高貴なる生徒会長は、今日も副会長を慈しむ  ~学園の貴公子と没落貴族のすれ違い救済ライフ~


「な……なんだ、これは」
「見ての通り、封印だよ」

 セオドリックは、言葉を失うレイモンドの両肩を掴んだ。

「レイ。今日から一週間、君は生徒会に関わるすべての業務、およびこの部屋への立ち入りを禁ずる」
「何を、勝手な……! 予算案も、回路設計も、俺がいなきゃ――」
「すべて僕と、他のメンバーに分散した。君が心配している滞りは一切起きない。君がいなくとも円滑に回る、という事実を見せつけるのは少々忍びないが……すべては、君を休ませるためだ」

 セオドリックの瞳には、絶望的なまでの正義が満ちている。

「君は自由だ、レイ。これは生徒会長命令であり、公爵家の特権行使であり……何より、君の友人としての僕のわがままだ」
「ふざけるな! 仕事を奪われて、どこに自由があるというんだ!」
「外にあるのさ。冬の澄んだ空気、温かいココア、そして心ゆくまでの眠り……。さあ、レイ。今日から一週間、君はただの学生だ。僕が用意した最高の休暇スケジュールを楽しんでくるといい」

 セオドリックは、レイモンドの鞄から意見書を抜き取ると、それを読まずに脇に置いた。代わりに、一枚の羊皮紙をレイモンドの胸に押し付ける。

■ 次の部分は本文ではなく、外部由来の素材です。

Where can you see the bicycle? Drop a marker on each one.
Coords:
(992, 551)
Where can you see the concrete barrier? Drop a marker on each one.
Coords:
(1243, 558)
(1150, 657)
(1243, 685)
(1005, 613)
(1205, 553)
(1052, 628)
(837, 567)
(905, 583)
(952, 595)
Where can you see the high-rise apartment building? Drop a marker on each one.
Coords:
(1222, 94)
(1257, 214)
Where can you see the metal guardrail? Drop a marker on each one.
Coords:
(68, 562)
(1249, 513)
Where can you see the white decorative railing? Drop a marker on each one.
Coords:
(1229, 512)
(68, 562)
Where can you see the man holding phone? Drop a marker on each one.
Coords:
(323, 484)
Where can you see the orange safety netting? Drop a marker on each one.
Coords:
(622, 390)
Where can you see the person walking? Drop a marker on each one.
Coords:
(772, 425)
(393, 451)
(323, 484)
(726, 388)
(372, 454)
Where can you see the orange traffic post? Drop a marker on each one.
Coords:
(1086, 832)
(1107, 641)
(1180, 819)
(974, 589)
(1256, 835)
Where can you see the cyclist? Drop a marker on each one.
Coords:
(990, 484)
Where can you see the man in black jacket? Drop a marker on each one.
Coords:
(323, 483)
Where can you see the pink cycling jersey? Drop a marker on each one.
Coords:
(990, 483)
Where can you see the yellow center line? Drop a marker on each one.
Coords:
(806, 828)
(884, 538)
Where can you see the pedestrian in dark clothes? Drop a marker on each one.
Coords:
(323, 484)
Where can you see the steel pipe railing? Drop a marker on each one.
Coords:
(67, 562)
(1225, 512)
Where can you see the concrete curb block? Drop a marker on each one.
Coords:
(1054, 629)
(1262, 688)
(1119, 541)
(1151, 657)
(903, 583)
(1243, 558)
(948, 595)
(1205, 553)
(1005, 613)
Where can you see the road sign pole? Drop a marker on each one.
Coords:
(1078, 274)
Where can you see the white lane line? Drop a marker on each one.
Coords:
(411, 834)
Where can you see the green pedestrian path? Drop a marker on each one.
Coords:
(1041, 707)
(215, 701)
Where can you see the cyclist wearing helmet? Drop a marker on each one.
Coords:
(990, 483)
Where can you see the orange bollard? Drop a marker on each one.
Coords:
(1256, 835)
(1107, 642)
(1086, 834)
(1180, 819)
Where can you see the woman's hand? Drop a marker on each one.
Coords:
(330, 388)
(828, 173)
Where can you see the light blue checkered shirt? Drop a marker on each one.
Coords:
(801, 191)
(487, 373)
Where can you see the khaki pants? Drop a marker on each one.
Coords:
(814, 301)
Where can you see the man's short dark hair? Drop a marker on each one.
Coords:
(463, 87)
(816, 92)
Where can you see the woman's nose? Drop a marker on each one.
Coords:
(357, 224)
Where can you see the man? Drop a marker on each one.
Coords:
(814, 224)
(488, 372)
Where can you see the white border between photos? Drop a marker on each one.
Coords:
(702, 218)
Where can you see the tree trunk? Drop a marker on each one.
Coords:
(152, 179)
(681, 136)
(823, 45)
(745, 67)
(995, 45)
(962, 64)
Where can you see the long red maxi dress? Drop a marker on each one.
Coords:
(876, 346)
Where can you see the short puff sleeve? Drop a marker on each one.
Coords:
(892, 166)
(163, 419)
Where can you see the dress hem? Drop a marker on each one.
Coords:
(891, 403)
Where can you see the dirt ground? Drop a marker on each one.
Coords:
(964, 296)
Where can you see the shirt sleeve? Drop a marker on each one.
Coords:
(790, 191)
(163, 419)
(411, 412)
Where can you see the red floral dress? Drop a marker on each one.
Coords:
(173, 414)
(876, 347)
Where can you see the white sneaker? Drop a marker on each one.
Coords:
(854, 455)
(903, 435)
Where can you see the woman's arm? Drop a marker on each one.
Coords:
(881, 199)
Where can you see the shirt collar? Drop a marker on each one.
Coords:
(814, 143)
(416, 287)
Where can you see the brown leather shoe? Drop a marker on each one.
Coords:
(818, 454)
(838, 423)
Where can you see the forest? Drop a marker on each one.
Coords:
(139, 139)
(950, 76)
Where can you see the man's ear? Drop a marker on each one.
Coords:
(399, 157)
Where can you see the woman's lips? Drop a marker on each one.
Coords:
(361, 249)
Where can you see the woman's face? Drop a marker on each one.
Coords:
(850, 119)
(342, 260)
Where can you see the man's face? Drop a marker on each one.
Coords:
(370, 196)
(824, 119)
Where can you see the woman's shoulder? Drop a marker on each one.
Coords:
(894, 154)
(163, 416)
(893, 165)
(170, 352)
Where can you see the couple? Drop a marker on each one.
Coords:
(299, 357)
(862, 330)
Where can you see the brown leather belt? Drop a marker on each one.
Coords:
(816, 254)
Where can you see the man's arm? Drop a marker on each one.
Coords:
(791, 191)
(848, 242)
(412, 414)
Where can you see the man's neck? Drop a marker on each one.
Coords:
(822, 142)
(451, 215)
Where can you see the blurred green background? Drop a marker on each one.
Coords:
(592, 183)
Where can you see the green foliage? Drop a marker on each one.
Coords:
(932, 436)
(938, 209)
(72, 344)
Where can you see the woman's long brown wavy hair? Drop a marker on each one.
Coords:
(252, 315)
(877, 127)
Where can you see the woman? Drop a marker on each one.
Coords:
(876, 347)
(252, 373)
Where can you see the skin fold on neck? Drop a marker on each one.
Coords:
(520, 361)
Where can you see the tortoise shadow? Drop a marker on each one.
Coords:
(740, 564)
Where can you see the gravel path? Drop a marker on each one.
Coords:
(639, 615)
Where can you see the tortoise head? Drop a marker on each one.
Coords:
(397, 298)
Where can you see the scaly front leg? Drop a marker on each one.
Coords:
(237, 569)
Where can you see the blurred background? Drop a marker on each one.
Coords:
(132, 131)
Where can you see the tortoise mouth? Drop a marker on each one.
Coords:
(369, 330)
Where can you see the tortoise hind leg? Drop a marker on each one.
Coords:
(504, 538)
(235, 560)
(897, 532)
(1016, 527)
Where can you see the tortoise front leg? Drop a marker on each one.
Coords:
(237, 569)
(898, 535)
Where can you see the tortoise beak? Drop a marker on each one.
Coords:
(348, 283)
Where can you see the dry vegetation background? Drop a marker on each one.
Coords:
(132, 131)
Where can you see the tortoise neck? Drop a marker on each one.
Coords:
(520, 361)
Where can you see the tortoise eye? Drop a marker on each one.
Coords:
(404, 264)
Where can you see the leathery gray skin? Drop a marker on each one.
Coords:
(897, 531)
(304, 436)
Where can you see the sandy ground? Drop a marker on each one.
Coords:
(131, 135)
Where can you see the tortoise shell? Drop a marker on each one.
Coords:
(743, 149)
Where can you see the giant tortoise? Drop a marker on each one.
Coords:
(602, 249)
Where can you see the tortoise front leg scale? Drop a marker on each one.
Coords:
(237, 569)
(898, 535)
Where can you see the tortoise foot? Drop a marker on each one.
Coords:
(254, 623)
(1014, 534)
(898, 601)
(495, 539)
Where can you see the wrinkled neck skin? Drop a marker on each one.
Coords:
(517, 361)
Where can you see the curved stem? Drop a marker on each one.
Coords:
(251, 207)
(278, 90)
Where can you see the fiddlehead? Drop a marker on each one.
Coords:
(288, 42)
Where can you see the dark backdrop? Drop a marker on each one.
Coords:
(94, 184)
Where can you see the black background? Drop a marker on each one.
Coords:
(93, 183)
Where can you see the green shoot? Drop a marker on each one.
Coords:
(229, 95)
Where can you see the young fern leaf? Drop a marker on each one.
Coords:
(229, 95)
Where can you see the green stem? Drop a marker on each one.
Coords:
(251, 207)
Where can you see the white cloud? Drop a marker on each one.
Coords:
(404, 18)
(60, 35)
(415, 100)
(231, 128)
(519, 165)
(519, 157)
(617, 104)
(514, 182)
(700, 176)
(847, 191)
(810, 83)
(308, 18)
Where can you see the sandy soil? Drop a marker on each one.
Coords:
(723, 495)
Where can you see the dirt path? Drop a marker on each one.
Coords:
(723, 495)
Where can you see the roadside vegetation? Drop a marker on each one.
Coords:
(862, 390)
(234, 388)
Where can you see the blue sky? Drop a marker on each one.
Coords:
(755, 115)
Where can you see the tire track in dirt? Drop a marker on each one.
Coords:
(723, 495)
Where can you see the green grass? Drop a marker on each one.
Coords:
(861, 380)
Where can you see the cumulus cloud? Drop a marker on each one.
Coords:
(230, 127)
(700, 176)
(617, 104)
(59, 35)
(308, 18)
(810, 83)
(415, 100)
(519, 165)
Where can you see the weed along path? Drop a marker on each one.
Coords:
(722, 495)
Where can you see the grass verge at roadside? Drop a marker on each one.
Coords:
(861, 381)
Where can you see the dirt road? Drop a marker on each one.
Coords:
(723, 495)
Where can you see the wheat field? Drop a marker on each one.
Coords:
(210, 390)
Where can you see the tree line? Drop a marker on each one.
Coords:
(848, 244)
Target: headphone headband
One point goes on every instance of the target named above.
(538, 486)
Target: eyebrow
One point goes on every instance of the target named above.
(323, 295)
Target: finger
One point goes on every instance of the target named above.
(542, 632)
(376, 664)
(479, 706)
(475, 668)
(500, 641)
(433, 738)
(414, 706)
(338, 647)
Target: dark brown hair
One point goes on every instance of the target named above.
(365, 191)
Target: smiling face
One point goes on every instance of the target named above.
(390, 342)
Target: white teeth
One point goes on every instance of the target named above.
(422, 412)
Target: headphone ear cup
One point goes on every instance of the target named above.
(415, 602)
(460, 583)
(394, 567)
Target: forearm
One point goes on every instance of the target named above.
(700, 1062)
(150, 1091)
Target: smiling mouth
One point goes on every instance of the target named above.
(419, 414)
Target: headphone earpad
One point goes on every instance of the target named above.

「まずは図書館に行くといい。君のために特別席を用意しておいた。もちろん、勉強は禁止だ。読むのは娯楽小説か、旅行記だけ。……さあ、行ってらっしゃい。君が二度と、そんな酷い隈を作って僕の前に現れないことを願っているよ」
「……ッ、セオドリック、貴様……!」

 彼の怒号は、セオドリックの輝くような微笑みにかき消された。
 こうして、死よりも苦痛な強制休暇の幕が、切って落とされたのである。